The authors of the report also predict that the administration will avoid taking any position that suggests disagreement with Israel, because of the support that Israel enjoys among both parties in Congress.
Here's the problem: If Obama and the Democrats are resoundingly defeated in the midterm elections - which I expect to happen - there are two possibilities. Either Obama retrenches as Clinton did in 1994 and turns himself into a centrist, or Obama decides that if he can only be a one-term President, he may as well go for broke and forget about worrying about offending Israel's congressional supporters. I'd bet on the second scenario being a lot more likely than the first.

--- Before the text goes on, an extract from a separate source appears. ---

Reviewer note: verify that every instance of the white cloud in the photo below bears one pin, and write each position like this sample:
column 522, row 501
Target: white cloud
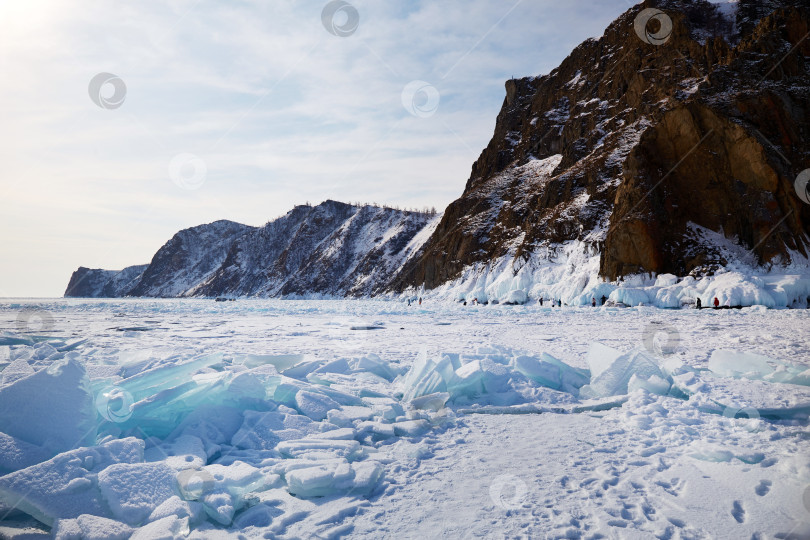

While Obama will be subject to a lot of restraints from Congress on domestic policy in the second scenario, there is very little Congress can do to prevent Obama from doing things like convening an Annapolis-type conference and trying to shove a 'settlement' down Israel's throat. A 'Palestinian state' would be a wonderful legacy for Obama, especially if (as is likely) creating one results in a second Nobel Peace Prize that could be used to fund his Presidential library and post-Presidential activities.

What could go wrong?


At 11:22 PM, Blogger Unknown said...

Here's my two cents: 1) Obama, for whatever reasons, wants to be very inclusive which means, in this case, reaching out to and listening to the pro-Israel side. They are very important in U.S. domestic politics; and 2) even if he tried to force some sort of solution, it wouldn't work because the "Palesinian" demands are unmeetable ("East" Jerusalem, refugees, etc.) and then there's the problem of Gaza. Either you recognize Hamas or what? And what about territorial contiguity? Either Israel is contiguous or some sort of Palestinian state is, but not both. And then there is the issue of Jewish religious sites; and then....

There are so many issues standing in the way of a political solution, I doubt there will be any in your or my lifetime.